- To resolve the claim in a fair and equitable way. Pg. 03
- Negotiating styles can roughly be broken into two main divisions:
- rights-based negotiation where one party will lose and the other one will win;
- interest-based negotiation where cooperation is stressed and each party is expected to make concessions to the other in order to eventually answer to both parties' needs.
- Negotiators use repetition to help people remain focused. Pg. 04
- The adjuster can express his empathy for the injuries sustained “...I’m sorry this has happened...” but avoid indicating you know how it feels.
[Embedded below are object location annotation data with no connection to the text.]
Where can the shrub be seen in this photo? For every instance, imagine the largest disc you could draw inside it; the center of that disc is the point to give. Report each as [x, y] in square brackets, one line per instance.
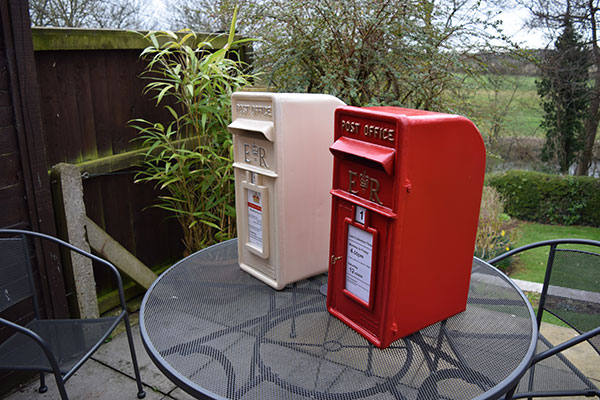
[549, 199]
[493, 229]
[197, 172]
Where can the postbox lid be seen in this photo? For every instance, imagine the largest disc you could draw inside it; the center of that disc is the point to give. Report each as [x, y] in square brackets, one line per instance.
[381, 155]
[242, 124]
Pg. 09
- Reactive devaluation occurs when the other party interprets your first settlement offer as being the lower end of the settlement range and will react by looking for a larger number. Pg. 10
- When negotiations break down or the claim was denied, mediation is possible instead of litigation. Pg. 11
- The mediator must be neutral and skilled in negotiation, communication, interviewing, and counselling. Pg. 14
- Loss adjuster can act as the insurer’s representative during mediation proceedings. Pg. 15
- The adjuster should have the authority to agree to a settlement in mediation, otherwise another representative will have to be brought in (with the authority) and much time and effort would have been wasted. Pg. 15
- Litigation council is most comfortable with the adversarial system and may not adapt well to the co-operative nature of mediation. Pg. 16
- Council participates in negotiation, interprets information, and provides feedback as necessary. Pg. 16
- The mediation agreement sets out all the terms and conditions of the mediation, including confidentiality. Such items as:
- Who will pay the costs
- What will happen if mediation is cancelled
- Issues of confidentiality
- Other terms that may be a source of contention later. Pg. 17
- Expert witness testimony tends to carry more weight if opposing council may question them. Refusing to allow opposing questions will cast suspicion on the testimony given. Pg. 20
- Mediators use separate, private, side meetings in mediation known as caucusing. Pg. 20
- “Jackpot syndrome” occurs when a claimant feels they have a very good case and can secure a larger settlement at trial. This is a problem because it is a disincentive to the claimant to continue with mediation. Pg. 22
- 3 options available should negotiations break down:
- Neutral evaluation.
- Arbitration.
- Litigation. Pg. 22
- Surveillance evidence should be disclosed in the mediation summary and sent to counsel ahead of time. Pg. 20
- Two approaches in caucusing are commonly used:
- everything discussed can be revealed to the group as a whole;
- everything revealed is confidential unless agreed that it can be shared with the group;
- promise of confidentiality encourages participants to disclose information fully;
- Each party may lose if goes to litigation; legal fees are not usually recovered;
- each party assesses the current situation and what their chances of success would be in court;
- claims rep have an opportunity to reflect on what was said.